C’est une dette dont le paiement est différé pour une période plus ou moins longue.
Le montant du passif social doit être évalué au bilan d’une entreprise.
Passif social : définition
Le passif social de l’entreprise représente l’ensemble des engagements pris à l’égard des salariés : pension, retraite, complément de retraite, indemnités de licenciement ou indemnités de fin de carrière, etc.
Les 5 composantes du passif social sont :
- les avantages postérieurs à l’emploi avec les régimes à prestations définies ;
- les autres avantages à long terme (compte épargne temps, etc.) ;
- les médailles du travail ;
- la prévoyance santé des retraités (avec la portabilité des droits mis en place par l’ANI du 11 janvier 2008 et généralisée depuis le 1er janvier 2016) ;
- la rémunération éventuelle sous forme d’actions telles que les stock-options.
Estimation du passif social
L’article L. 123-13 du Code de commerce rend obligatoire l’indication du montant des engagements sociaux différés dans l’annexe du bilan :
- les entreprises cotées (ou celles qui font appel public à l’épargne) et leurs filiales sont dans l’obligation de calculer annuellement le montant des passifs sociaux et de passer les provisions correspondantes ;
- les sociétés non cotées sont dans l’obligation de calculer annuellement le montant des passifs sociaux (avec une méthode actuarielle à décrire) et de le chiffrer dans l’annexe au bilan.
Les entreprises de moins de 250 salariés peuvent utiliser une méthode autre qu’actuarielle.
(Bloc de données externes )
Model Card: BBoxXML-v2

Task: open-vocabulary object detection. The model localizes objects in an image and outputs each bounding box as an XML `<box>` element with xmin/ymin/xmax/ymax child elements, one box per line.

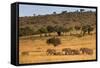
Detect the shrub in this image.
<box><xmin>46</xmin><ymin>37</ymin><xmax>61</xmax><ymax>46</ymax></box>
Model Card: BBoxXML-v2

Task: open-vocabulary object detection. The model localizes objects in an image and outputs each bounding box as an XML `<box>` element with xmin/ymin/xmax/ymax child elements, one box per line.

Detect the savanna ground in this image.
<box><xmin>19</xmin><ymin>33</ymin><xmax>96</xmax><ymax>64</ymax></box>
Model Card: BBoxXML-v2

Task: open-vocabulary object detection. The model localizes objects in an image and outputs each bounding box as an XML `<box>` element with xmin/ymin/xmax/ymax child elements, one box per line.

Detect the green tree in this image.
<box><xmin>38</xmin><ymin>27</ymin><xmax>48</xmax><ymax>36</ymax></box>
<box><xmin>47</xmin><ymin>25</ymin><xmax>54</xmax><ymax>36</ymax></box>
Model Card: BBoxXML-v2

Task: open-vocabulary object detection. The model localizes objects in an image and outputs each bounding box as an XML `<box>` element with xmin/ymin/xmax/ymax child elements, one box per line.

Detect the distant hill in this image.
<box><xmin>19</xmin><ymin>11</ymin><xmax>96</xmax><ymax>36</ymax></box>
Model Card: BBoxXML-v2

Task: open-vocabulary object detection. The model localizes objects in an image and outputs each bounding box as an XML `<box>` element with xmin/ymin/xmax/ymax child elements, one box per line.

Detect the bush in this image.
<box><xmin>19</xmin><ymin>27</ymin><xmax>34</xmax><ymax>36</ymax></box>
<box><xmin>46</xmin><ymin>37</ymin><xmax>61</xmax><ymax>46</ymax></box>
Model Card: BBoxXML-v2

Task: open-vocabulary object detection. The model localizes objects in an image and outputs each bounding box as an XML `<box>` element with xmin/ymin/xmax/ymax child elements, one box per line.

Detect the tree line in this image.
<box><xmin>19</xmin><ymin>25</ymin><xmax>94</xmax><ymax>36</ymax></box>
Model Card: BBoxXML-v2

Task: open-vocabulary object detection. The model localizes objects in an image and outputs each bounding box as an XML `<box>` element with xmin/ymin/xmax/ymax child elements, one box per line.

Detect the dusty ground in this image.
<box><xmin>19</xmin><ymin>34</ymin><xmax>96</xmax><ymax>64</ymax></box>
Ses principales caractéristiques doivent toutefois être décrites dans l’annexe au bilan.
Passif social et impact
Le passif social d’une entreprise est pris en compte lors de sa cession, que celle-ci soit totale ou partielle.
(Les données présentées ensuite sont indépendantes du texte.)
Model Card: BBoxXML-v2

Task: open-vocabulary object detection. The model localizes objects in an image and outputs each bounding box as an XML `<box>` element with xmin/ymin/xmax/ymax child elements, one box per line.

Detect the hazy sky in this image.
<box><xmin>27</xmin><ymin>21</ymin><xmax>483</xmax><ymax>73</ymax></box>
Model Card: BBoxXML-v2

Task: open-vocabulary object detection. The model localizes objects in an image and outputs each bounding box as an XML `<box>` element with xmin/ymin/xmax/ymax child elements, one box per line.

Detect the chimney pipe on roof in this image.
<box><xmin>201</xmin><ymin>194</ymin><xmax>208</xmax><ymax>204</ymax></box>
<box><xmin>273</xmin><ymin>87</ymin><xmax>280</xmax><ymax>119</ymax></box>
Les passifs sociaux latents font l’objet d’une attention toute particulière lors de l’audit visant à déterminer le juste prix de cette société.
Ces passifs concernent notamment les indemnités de fin de carrière (IFC) calculées en fonction de la convention collective de référence, du salaire et l’ancienneté pour chaque salarié.
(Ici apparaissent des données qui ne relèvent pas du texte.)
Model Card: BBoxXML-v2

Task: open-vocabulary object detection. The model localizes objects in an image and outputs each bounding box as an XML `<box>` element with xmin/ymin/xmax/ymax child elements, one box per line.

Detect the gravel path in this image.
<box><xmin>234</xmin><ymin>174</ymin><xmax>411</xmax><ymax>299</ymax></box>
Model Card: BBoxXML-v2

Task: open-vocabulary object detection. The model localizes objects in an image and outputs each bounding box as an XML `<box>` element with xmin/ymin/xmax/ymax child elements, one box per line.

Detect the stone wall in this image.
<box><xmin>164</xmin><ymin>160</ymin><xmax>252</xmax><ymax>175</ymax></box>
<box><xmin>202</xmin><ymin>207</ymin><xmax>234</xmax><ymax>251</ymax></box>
L’auditeur s’assurera aussi que l’ensemble des passifs sociaux identifiés ou cachés (ce qui ne veut pas dire dissimulés) sont couverts, qu’ils résultent par exemple :
- d’une indemnité de cessation forcée d’un mandataire social ;
- des accords de participation, d’intéressement ;
- du compte épargne temps ;
- des frais médicaux étendus au retraités et aux pré-retraités ;
- du droit individuel de formation ;
- etc.
Deux modes de gestion du passif social
Le choix du mode de gestion du passif social de l’Entreprise détermine son traitement fiscal. Une entreprise peut gérer le passif en interne ou bien l’externaliser.
Gestion interne
La société est tenue de constituer des provisions au passif du bilan. Elles ne sont pas fiscalement déductibles (à l’exception des régimes de médailles du travail). En revanche, les indemnités de fin de carrière sont déductibles au fur et à mesure de leurs versements.
Gestion externe
L’entreprise souscrit un contrat « indemnités de fin de carrière » auprès d’un assureur. Sous certaines réserves, les primes versées sont alors déductibles du résultat imposable.
Cette externalisation s’apparente à un véhicule financier si l’entreprise reste responsable du paiement des prestations ; ou comme une solution d’assurance avec transfert du risque si l’assureur se substitue à elle de manière définitive.